In hunting management, we try to disperse the game throughout the habitat through breeding measures, but in practice this is very difficult to achieve. By managing and adapting hunting grounds to habitat improvement measures, we can create conditions in which wildlife can maximize the number of young produced, but we cannot dictate the distribution of individuals per habitat. To understand the behavior of wild animals in the habitat, it is necessary to study the parameters of population dynamics (growth, mortality), observe wild animals within the ecosystem in which they live (forest or field community), monitor the game-habitat interaction (peace-shelter-food) and the impact of habitats on the condition (excessive number of game or too many social gatherings – herds, packs, etc.), and take into account human activities on the game population and any segment of the ecosystem (soil, forest, water, etc.) . Knowing the movements of wild animals can be useful to us because we can predict which species will appear in which area and at what time, so we distinguish:

– areas of activity – daily movements of animals in order to meet basic living needs (food, water, etc.),

– braking areas – the area that the female actively defends and drives away other females that

approaching that surface and forms an integral part of the female’s overall area of ​​activity.

– migrations – seasonal, periodic movement, due to nutritional, social (gender segregation), climatic and other reasons.

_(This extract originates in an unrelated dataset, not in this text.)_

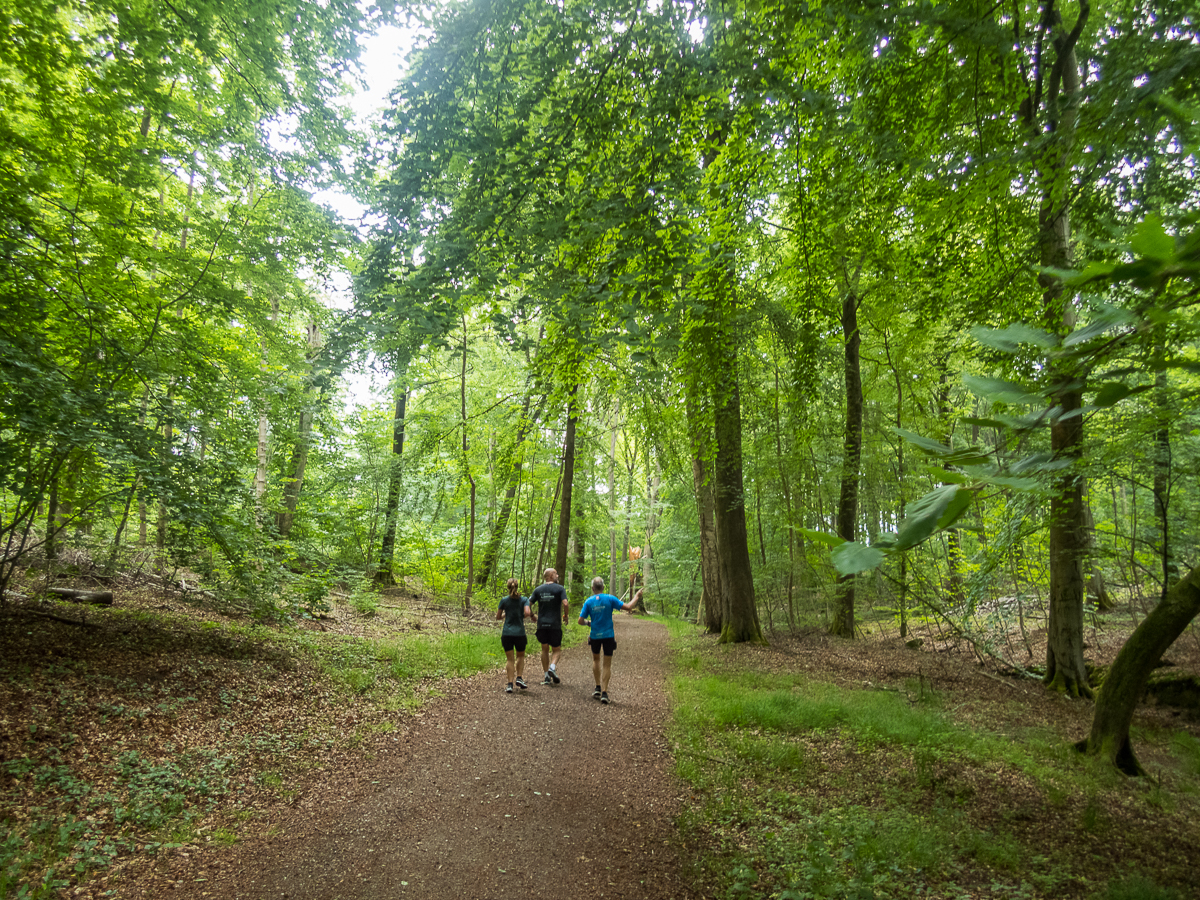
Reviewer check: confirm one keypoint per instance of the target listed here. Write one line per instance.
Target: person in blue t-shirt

Many species of wild animals are distributed in the hunting ground in the form of a shooting target, with the highest population density in the middle of an area, so this population density decreases from the center of the target, ie from the highest population density. The center of the highest population density is not always in the topographic center of the hunting ground, but is where the living conditions (peace-shelter-food) are best for a particular species. Likewise, there may be more of these centers with the highest population density, which depends on the way of life of a particular species, ie it depends on social stratification within the herd, seasonal migrations, sex separation during the year, etc. see how social relations and stratification within the herd, between the herd, and between the sexes can form multiple centers of high population density. In the case of roe deer, which is a remote and territorial species, it has been determined that in some areas within the hunting ground the territories are smaller and that there are more of them in relation to other areas of the same hunting ground where the territories are larger and therefore smaller. The dispersion of individuals on the surface of the hunting ground we manage is conditioned by the needs of individual species, and the most common factors are: provided peace, good shelter and the presence of food sources.